Il ricercatore indipendente Imtiaz Baloch respinge anch'egli l'idea di attribuire la svolta a un'unica causa scatenante. In un'intervista ad Al Jazeera ha dichiarato: "L'insurrezione in Balochistan va intesa come un conflitto in evoluzione, plasmato da risentimenti accumulati e da calcoli strategici, e non come il frutto di un singolo fattore catalizzatore". Ha osservato che le vie di comunicazione nel nord del Balochistan erano in precedenza "sostanzialmente operative e difficili da colpire per i gruppi insurrezionali come accade altrove", il che le rende obiettivi particolarmente attraenti.

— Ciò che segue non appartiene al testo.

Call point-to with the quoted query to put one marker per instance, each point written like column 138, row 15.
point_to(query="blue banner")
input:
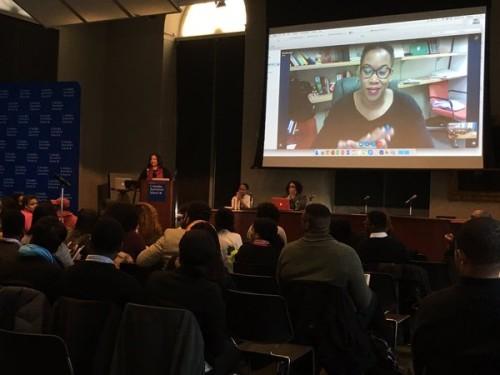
column 40, row 139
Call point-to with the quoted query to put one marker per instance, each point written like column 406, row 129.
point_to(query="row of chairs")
column 94, row 338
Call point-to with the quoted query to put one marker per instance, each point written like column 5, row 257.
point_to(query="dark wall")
column 28, row 51
column 209, row 108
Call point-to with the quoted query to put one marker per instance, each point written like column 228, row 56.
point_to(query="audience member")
column 29, row 204
column 189, row 287
column 96, row 278
column 229, row 240
column 216, row 271
column 319, row 257
column 36, row 265
column 65, row 215
column 260, row 256
column 167, row 245
column 268, row 210
column 458, row 329
column 12, row 232
column 298, row 201
column 149, row 224
column 126, row 214
column 79, row 239
column 341, row 230
column 380, row 247
column 44, row 209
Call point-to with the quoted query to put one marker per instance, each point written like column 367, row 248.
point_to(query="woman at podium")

Analisti come Kakar avvertono che nelle aree pashtune esistono già malcontenti politici ed economici, comprese le proteste legate alla chiusura delle frontiere e alla limitazione dei mezzi di sussistenza transfrontalieri. Dopo l'uccisione dei poliziotti a luglio, i familiari delle vittime e partiti nazionalisti pashtun hanno organizzato a Quetta una veglia di protesta della durata di tre giorni, accusando il governo di aver abbandonato gli agenti in difficoltà senza soccorso. L'espansione dei gruppi armati verso queste aree, secondo Kakar, "rischia di approfondire il malcontento preesistente verso lo Stato, soprattutto quando le comunità percepiscono di subire contemporaneamente il costo economico di misure di sicurezza più severe e le conseguenze del peggioramento della sicurezza".